2. Court-imposed deadlines. An attorney must properly prepare for a hearing on any motion and in determining the amount of preparation needed, should always consider how the court presiding over the case operates with regard to opposition to motions. Most attorneys have been faced with arguing against an objection raised after a court-ordered deadline has passed, including at a hearing. These instances create a legitimate hesitancy on the attorney’s part to not fully prepare for a hearing even if a timely opposition has not been filed. In short, the wise attorney must prepare for the possibility that a court will allow an untimely opposition to be asserted. Applying the rules of the above opinion, the attorney, in meeting his or her duty to fully defend the client, runs the risk of losing fees for time spent preparing for a hearing during which no opposition is heard. In order to maximize his or her chances of avoiding such a result, the attorney should at the beginning of the case or proceeding ask the court to include in its scheduling order express language establishing that absent the consent of the parties or good cause shown, the deadlines in the order will be strictly enforced by the court, and the court will refuse to hear any objections made after the deadline. In addition, also consider asking the court to include a provision in that same order that provides that in the event an untimely opposition is allowed, a continuance of the hearing, if requested, will be granted (absent extraordinary circumstances) because fundamental fairness requires that the attorney be allowed to fully prepare to respond to the arguments advanced in the opposition, and with an acknowledgment that extra costs will be incurred as a result of the continuance.

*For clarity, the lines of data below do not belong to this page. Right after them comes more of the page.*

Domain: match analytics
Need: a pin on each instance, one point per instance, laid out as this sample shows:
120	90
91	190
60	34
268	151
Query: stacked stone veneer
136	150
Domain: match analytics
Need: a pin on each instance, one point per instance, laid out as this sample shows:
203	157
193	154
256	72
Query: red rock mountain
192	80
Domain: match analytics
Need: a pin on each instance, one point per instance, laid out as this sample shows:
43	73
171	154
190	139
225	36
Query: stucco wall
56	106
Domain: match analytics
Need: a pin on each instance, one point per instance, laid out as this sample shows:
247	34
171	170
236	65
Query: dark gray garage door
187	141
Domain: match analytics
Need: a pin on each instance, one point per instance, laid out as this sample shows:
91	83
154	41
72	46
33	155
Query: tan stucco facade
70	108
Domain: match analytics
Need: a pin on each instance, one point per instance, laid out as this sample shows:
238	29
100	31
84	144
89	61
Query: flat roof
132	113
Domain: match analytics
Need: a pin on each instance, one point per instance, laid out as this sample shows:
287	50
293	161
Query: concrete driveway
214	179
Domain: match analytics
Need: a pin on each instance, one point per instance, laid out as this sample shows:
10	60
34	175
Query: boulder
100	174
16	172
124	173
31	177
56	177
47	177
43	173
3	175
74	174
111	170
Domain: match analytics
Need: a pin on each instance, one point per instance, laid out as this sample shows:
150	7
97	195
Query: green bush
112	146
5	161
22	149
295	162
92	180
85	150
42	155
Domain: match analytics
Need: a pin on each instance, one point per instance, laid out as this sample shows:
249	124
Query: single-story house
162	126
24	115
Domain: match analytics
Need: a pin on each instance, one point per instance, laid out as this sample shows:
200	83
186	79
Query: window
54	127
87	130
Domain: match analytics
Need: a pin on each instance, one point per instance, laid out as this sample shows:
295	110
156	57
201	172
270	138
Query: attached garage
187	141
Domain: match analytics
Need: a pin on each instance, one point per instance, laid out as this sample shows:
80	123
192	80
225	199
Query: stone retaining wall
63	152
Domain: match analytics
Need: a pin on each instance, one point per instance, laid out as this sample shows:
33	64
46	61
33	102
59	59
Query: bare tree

3. Communication. Though an attorney should always communicate regularly with his or her client, discussions with the client regarding the facts of the case can prevent unnecessary work or significantly decrease the amount of time needed to complete tasks. Likewise, having the client clearly communicate its motivations and expectations can have a similar effect.
4. Preparing to explain. An attorney will often provide the court with time entries in order to support a request for fees. By writing time entries in a clear and descriptive manner, an attorney can directly explain to the court what he or she is doing and why it is necessary. In addition, attorneys can take notes or draft memorandums to the file as a record regarding a situation that precipitated the need for a motion or an occurrence that could not have been reasonably foreseen that rendered an already completed task moot. Accordingly, when ordered by the court to justify certain time entries, the attorney can clearly explain the situation and why the action taken was necessary. In the Herrin case, the attorney drafted a motion that was never filed, and the bankruptcy court disallowed the fees for the time spent drafting the motion. Though the circumstances surrounding the unfiled motion were not explained by the bankruptcy court, it may have appeared to the attorney to be essential at the time it was drafted. However, as all attorneys are well aware, situations change such that seemingly critical motions are rendered pointless. In such a situation, it is incumbent on the attorney to demonstrate to the court that the work was necessary.
Though attorneys have a duty to competently represent their clients, attorneys also have duty to align their interests with those of the court. The Herrin opinion provides an instructive example of how attorneys can work efficiently and bill effectively so that these interests are reconciled.